On Sept. 10, city council applied the brake to a plan to turn the Schenley Plaza parking lot into a parklet. The plan calls for transforming the 238-space lot into what City Planning Director Susan Golomb called "not only a town square, a center for Oakland, but also an entry into Schenley Park." The Allegheny Conference on Community Development, the University of Pittsburgh and the Pittsburgh Parks Conservancy are spearheading the project, and they'd raise privately the $5 million cost. But the city, which owns the land, would spend as much as $1.2 million on street improvements, and on adding 90 nearby on-street parking spots to replace some of the lost spaces.

Councilors worried that the city might not have the $1.2 million. (It may face bankruptcy by year's end, according to City Controller Tom Flaherty.) Some also wondered how much parking revenue the city would lose. (Golomb didn't know.) And Councilor Sala Udin doubted Golomb's assertion that the loss of spaces would have a negligible impact on Oakland parking. "When I go to the university, that's about the only place I can find to park," Udin said.

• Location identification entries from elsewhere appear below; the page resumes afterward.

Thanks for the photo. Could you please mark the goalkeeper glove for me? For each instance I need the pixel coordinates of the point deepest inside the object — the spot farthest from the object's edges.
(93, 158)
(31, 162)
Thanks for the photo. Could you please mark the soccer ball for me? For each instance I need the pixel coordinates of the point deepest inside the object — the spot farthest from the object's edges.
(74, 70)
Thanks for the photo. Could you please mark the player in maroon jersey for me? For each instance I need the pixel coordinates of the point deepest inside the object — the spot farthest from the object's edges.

All Golomb wanted was council approval for a memorandum allowing Pitt and the Parks Conservancy to begin designing the park. Council instead asked her to return on Sept. 17 with more details on the plan. So drivers whose hunts for Oakland spaces often end at Schenley Plaza have received a reprieve.

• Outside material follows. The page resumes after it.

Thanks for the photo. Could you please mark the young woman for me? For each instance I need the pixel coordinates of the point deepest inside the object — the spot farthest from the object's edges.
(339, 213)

But beware: Golomb warned that if Pitt and the Parks Conservancy build the park, and the city remains strapped for cash, the proposed 90 on-street parking spaces might go by the wayside. Then frequent visitors to the Hillman and Carnegie libraries, in particular, would really be screwed. What the budget crisis giveth, the budget crisis may taketh away.

And though Mayor Tom Murphy claims to be watching city spending like a hawk, council found reason to question one expenditure on Sept. 10. The administration asked council to approve a $118,000 check to John Zottola Landscaping for stones the company put in along Nine Mile Run in Squirrel Hill, near the Summerset at Frick Park housing development. Turns out the city never sought competitive bids for the job. "Zottola seemed to be the logical choice, seeing as they were already on the site" working on improving the stream, said Director of Engineering Fred Reginella. "The cost of advertising [to solicit bids], the human resources needed to advertise it, just isn't warranted," he added. "And [$118,000] is not a lot of money."

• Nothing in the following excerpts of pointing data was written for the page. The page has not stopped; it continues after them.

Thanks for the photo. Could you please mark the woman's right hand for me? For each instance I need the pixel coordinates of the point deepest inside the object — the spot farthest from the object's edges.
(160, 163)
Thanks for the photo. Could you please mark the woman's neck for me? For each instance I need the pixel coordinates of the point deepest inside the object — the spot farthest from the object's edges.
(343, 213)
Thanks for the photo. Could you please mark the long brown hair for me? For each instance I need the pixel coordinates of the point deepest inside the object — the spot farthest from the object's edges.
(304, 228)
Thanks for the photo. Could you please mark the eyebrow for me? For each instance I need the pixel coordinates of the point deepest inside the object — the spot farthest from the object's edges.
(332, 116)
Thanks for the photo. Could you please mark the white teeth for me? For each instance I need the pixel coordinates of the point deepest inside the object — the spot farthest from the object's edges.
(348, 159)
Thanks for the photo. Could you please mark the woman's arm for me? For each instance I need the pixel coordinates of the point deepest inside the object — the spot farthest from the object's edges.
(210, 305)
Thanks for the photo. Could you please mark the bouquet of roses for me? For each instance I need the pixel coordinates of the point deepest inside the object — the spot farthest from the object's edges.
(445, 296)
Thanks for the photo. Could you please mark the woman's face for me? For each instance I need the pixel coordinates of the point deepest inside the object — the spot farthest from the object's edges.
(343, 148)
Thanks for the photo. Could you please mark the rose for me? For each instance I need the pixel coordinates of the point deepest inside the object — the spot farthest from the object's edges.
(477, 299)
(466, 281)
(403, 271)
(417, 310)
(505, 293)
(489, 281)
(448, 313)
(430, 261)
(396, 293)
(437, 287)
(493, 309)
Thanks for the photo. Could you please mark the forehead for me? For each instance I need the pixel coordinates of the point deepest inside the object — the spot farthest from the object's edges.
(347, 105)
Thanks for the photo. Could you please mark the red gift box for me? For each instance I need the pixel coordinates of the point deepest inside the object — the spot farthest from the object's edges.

Tell that to the 500-plus city workers who've been laid off. Council voted 7-1, with Udin voting no and Twanda Carlisle abstaining, to approve the payment to Zottola. Councilors then took turns thanking the Murphy administration for seeking ways to bring back some laid-off police and emergency medical technicians, though their returns to work are not yet certain. "Everybody now hold hands and sing Kumbaya," Udin said, as the meeting closed.